Feynman integrals, elliptic integrals and two-parameter K3 surfaces
Claude Duhr, Sara Maggio
TL;DR
This work connects two multi-loop Feynman integrals to two-parameter families of $K3$ surfaces by computing their periods and mirror maps, showing they admit representations in terms of modular forms and complete elliptic integrals. The conformal two-loop $\text{traintrack}$ is analyzed through an Appell $F_2$ system, yielding a modular parametrisation on a one-parameter slice and then a full two-parameter form that makes a sunrise-elliptic symmetry manifest. The three-loop banana with three equal masses is shown to factorise into a product of two elliptic curves; its holomorphic period, mirror map, and modular parametrisation are expressed via Hauptmoduls for suitable congruence subgroups, exposing a hidden symmetry exchanging the two elliptic components.
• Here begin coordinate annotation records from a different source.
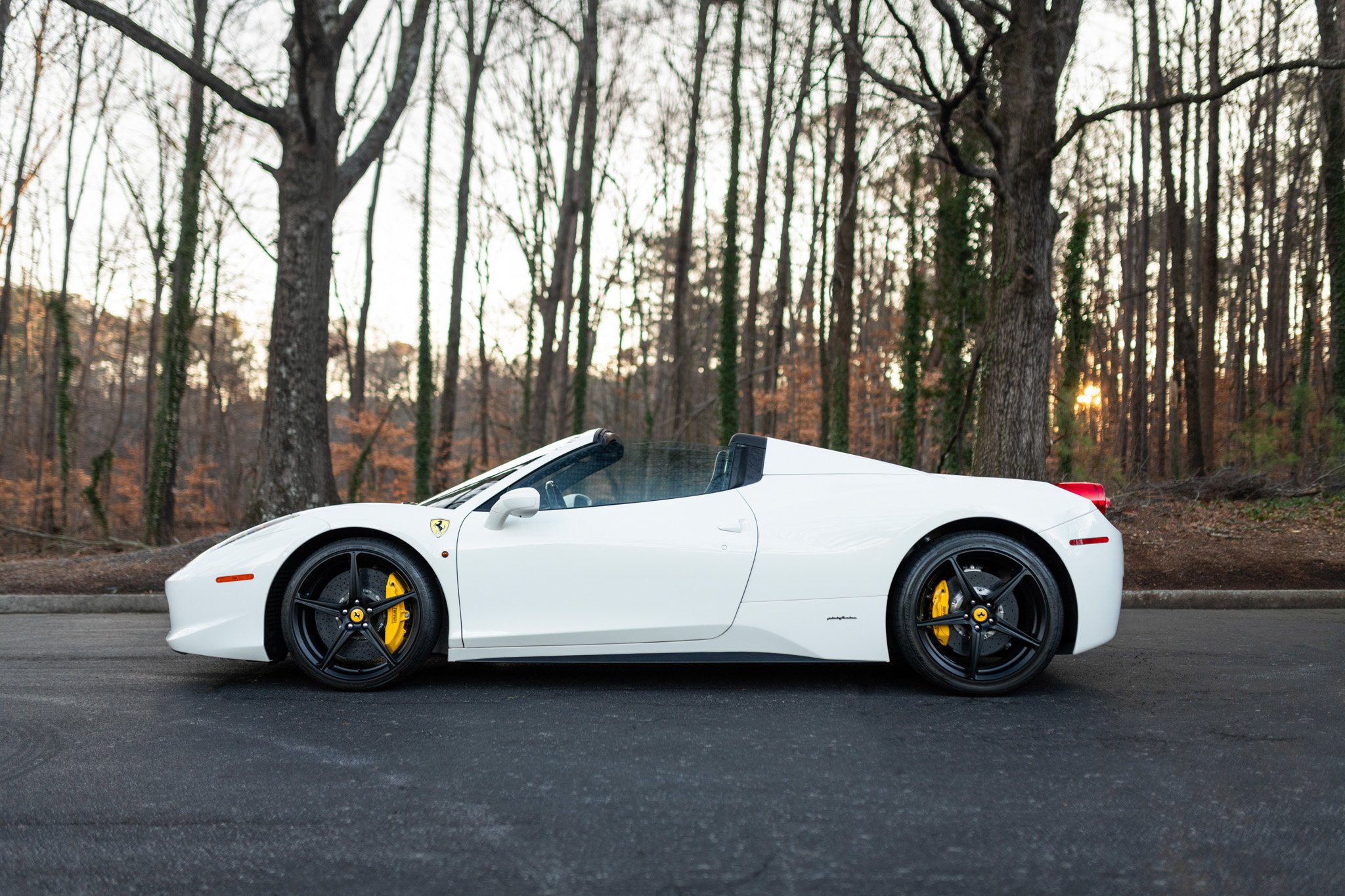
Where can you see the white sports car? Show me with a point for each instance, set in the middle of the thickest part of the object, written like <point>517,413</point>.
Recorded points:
<point>599,550</point>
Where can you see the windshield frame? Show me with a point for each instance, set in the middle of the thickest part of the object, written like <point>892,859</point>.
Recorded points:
<point>509,472</point>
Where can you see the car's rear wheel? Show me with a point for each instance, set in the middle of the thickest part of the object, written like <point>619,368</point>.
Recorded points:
<point>978,614</point>
<point>361,614</point>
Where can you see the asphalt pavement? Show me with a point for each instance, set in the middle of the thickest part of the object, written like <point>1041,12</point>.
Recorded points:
<point>1201,752</point>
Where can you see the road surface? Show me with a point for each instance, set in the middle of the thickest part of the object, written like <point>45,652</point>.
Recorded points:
<point>1201,752</point>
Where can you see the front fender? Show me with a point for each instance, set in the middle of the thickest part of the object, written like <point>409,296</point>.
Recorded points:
<point>228,618</point>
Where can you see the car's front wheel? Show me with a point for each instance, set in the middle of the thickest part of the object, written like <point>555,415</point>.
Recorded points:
<point>361,614</point>
<point>978,614</point>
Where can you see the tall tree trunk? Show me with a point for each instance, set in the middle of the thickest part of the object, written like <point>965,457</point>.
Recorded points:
<point>1210,251</point>
<point>1016,367</point>
<point>1176,226</point>
<point>424,358</point>
<point>163,465</point>
<point>1076,326</point>
<point>449,394</point>
<point>483,366</point>
<point>563,274</point>
<point>358,368</point>
<point>785,270</point>
<point>915,319</point>
<point>843,278</point>
<point>295,469</point>
<point>20,171</point>
<point>730,268</point>
<point>1139,386</point>
<point>5,30</point>
<point>588,148</point>
<point>682,258</point>
<point>758,249</point>
<point>1332,88</point>
<point>58,307</point>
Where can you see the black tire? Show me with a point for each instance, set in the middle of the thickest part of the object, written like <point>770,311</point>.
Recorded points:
<point>993,643</point>
<point>342,637</point>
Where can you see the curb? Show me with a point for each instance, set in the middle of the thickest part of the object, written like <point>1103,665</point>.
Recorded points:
<point>1287,599</point>
<point>84,603</point>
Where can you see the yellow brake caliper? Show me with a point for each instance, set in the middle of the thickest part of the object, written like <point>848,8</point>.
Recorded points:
<point>938,609</point>
<point>395,630</point>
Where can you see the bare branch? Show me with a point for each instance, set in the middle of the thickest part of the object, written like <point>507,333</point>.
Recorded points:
<point>894,88</point>
<point>347,20</point>
<point>545,16</point>
<point>155,45</point>
<point>408,61</point>
<point>1179,98</point>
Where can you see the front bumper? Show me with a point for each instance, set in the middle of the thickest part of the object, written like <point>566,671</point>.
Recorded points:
<point>229,620</point>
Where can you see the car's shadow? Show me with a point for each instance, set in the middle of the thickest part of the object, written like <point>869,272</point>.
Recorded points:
<point>496,680</point>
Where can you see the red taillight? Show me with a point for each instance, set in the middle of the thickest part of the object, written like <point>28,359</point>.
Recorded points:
<point>1091,490</point>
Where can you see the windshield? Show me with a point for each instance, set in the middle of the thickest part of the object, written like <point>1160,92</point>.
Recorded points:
<point>463,492</point>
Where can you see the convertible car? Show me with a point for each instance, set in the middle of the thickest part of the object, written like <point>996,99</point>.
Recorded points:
<point>599,550</point>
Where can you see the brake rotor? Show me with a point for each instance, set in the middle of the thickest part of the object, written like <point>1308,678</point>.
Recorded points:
<point>376,587</point>
<point>957,637</point>
<point>395,630</point>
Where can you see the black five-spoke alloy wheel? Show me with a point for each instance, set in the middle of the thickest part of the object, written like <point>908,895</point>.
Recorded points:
<point>978,613</point>
<point>359,614</point>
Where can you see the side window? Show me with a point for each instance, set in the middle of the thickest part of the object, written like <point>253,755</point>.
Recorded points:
<point>617,473</point>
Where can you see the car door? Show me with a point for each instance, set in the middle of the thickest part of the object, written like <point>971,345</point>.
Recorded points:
<point>669,570</point>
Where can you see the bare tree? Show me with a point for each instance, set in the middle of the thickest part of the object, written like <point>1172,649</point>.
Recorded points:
<point>22,172</point>
<point>478,43</point>
<point>295,464</point>
<point>1332,91</point>
<point>758,249</point>
<point>1026,46</point>
<point>163,465</point>
<point>730,265</point>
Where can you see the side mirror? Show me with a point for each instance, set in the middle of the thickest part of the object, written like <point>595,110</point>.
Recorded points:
<point>523,503</point>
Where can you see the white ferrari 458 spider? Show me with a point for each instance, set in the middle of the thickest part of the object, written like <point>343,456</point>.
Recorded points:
<point>599,550</point>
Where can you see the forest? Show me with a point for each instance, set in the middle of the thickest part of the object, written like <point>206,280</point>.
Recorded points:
<point>265,255</point>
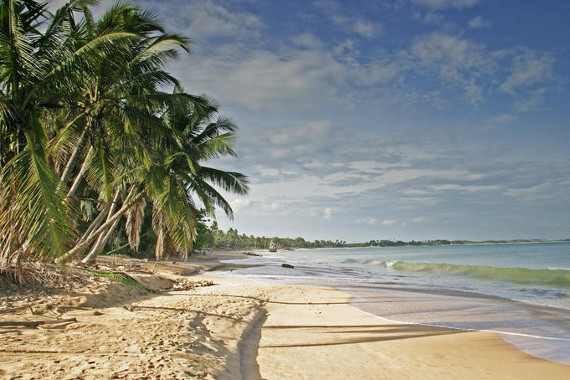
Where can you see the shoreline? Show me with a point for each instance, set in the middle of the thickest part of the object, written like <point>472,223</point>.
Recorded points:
<point>240,329</point>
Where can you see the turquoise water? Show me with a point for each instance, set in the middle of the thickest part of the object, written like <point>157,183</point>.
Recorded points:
<point>521,291</point>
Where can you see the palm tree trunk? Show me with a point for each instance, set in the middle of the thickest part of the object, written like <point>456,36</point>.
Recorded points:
<point>74,156</point>
<point>96,223</point>
<point>101,243</point>
<point>80,247</point>
<point>77,180</point>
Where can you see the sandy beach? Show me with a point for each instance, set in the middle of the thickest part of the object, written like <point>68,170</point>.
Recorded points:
<point>220,328</point>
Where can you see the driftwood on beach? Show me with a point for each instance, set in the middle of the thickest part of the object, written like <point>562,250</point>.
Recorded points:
<point>36,323</point>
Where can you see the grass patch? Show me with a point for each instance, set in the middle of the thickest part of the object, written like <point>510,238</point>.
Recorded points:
<point>119,277</point>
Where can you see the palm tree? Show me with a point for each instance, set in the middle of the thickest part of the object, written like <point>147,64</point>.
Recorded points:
<point>85,122</point>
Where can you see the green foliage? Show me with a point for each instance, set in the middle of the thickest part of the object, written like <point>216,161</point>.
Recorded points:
<point>94,131</point>
<point>119,277</point>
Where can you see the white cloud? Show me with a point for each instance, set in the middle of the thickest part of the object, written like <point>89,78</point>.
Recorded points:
<point>293,135</point>
<point>529,68</point>
<point>307,40</point>
<point>270,81</point>
<point>271,208</point>
<point>479,23</point>
<point>458,61</point>
<point>239,205</point>
<point>361,26</point>
<point>446,4</point>
<point>370,221</point>
<point>502,119</point>
<point>210,20</point>
<point>368,29</point>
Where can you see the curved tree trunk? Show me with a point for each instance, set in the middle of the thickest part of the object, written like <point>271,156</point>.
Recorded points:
<point>82,246</point>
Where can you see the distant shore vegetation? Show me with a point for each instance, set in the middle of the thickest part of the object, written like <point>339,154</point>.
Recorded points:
<point>98,141</point>
<point>210,237</point>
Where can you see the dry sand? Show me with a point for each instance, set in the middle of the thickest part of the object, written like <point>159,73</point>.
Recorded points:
<point>236,330</point>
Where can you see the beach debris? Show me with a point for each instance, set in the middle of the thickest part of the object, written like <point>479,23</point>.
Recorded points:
<point>36,323</point>
<point>189,285</point>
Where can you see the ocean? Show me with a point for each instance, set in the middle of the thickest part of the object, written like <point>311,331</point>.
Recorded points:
<point>521,291</point>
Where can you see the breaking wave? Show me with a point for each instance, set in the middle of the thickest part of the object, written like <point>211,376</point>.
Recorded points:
<point>549,277</point>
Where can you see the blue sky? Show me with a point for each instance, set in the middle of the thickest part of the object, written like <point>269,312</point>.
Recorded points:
<point>395,119</point>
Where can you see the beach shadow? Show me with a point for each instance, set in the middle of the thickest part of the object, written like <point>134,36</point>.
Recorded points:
<point>375,333</point>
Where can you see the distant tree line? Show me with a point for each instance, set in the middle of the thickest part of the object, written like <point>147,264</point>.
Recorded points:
<point>214,238</point>
<point>211,237</point>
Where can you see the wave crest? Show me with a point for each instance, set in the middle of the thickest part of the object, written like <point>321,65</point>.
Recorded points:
<point>550,277</point>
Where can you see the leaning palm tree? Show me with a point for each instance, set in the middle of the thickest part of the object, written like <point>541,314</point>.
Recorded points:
<point>85,125</point>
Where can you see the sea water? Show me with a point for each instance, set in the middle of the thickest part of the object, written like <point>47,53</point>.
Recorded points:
<point>521,291</point>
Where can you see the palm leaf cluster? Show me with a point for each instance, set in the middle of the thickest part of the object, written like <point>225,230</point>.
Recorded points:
<point>94,133</point>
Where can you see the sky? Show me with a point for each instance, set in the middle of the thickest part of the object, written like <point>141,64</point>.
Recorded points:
<point>388,119</point>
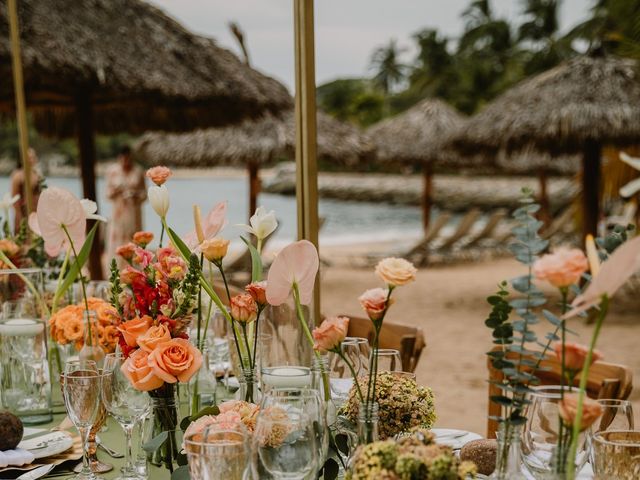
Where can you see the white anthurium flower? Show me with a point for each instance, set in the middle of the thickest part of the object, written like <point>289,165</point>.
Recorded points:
<point>262,223</point>
<point>90,208</point>
<point>633,186</point>
<point>159,199</point>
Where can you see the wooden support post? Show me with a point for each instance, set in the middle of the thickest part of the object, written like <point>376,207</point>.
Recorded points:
<point>591,162</point>
<point>87,149</point>
<point>305,114</point>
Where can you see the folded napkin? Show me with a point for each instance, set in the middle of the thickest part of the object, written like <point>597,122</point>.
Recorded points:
<point>15,458</point>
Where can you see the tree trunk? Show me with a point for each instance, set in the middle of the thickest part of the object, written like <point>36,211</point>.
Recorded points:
<point>86,147</point>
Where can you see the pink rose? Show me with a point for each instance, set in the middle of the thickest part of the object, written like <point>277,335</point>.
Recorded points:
<point>175,360</point>
<point>562,268</point>
<point>244,308</point>
<point>396,271</point>
<point>374,302</point>
<point>158,175</point>
<point>136,368</point>
<point>330,334</point>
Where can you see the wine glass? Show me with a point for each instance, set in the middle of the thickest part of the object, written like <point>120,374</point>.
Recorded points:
<point>81,391</point>
<point>126,404</point>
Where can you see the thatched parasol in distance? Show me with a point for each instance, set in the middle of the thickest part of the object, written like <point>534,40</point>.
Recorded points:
<point>124,66</point>
<point>415,137</point>
<point>576,107</point>
<point>253,144</point>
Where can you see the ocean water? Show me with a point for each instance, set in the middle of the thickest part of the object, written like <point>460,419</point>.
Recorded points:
<point>345,222</point>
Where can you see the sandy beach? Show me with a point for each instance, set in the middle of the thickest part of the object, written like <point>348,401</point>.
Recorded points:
<point>448,303</point>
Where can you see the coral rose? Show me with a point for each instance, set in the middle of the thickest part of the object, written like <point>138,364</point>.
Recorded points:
<point>175,360</point>
<point>374,302</point>
<point>568,408</point>
<point>158,175</point>
<point>132,329</point>
<point>152,337</point>
<point>142,239</point>
<point>137,369</point>
<point>562,268</point>
<point>396,271</point>
<point>244,308</point>
<point>330,334</point>
<point>575,355</point>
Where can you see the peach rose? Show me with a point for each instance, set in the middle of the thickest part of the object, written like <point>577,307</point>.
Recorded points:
<point>396,271</point>
<point>330,334</point>
<point>562,268</point>
<point>132,329</point>
<point>568,407</point>
<point>374,302</point>
<point>214,249</point>
<point>152,337</point>
<point>158,175</point>
<point>137,369</point>
<point>175,360</point>
<point>142,239</point>
<point>575,355</point>
<point>244,308</point>
<point>258,290</point>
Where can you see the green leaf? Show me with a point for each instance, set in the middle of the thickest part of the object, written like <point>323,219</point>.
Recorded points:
<point>256,261</point>
<point>156,442</point>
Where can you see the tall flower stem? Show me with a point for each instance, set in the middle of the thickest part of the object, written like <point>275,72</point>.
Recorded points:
<point>584,375</point>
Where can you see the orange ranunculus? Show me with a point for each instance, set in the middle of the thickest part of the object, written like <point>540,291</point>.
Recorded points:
<point>562,268</point>
<point>568,407</point>
<point>132,329</point>
<point>175,360</point>
<point>139,372</point>
<point>330,334</point>
<point>152,337</point>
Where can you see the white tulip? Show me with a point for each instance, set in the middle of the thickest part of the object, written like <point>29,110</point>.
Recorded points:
<point>159,199</point>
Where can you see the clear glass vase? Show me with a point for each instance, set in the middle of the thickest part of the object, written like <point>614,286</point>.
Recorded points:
<point>508,454</point>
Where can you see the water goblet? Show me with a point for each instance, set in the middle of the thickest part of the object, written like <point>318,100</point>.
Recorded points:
<point>81,392</point>
<point>126,404</point>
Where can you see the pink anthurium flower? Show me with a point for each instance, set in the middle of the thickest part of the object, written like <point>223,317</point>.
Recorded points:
<point>297,263</point>
<point>614,273</point>
<point>59,209</point>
Together, the results provide constructive modular descriptions of $K3$-periods attached to Feynman integrals and suggest a pathway to fully analytic, iterated-modular representations of these and related integrals.
Abstract
The three-loop banana integral with three equal masses and the conformal two-loop five-point traintrack integral in two dimensions are related to a two-parameter family of K3 surfaces. We compute the corresponding periods and the mirror map, and we show that they can be expressed in terms of ordinary modular forms and functions. In particular, we find that the maximal cuts of the three-loop banana integral with three equal masses can be written as a product of two copies of the maximal cuts of the two-loop equal-mass sunrise integral. Our computation reveals a hidden symmetry of the banana integral not manifest from the Feynman integral representation, which corresponds to exchanging the two copies of the sunrise elliptic curve.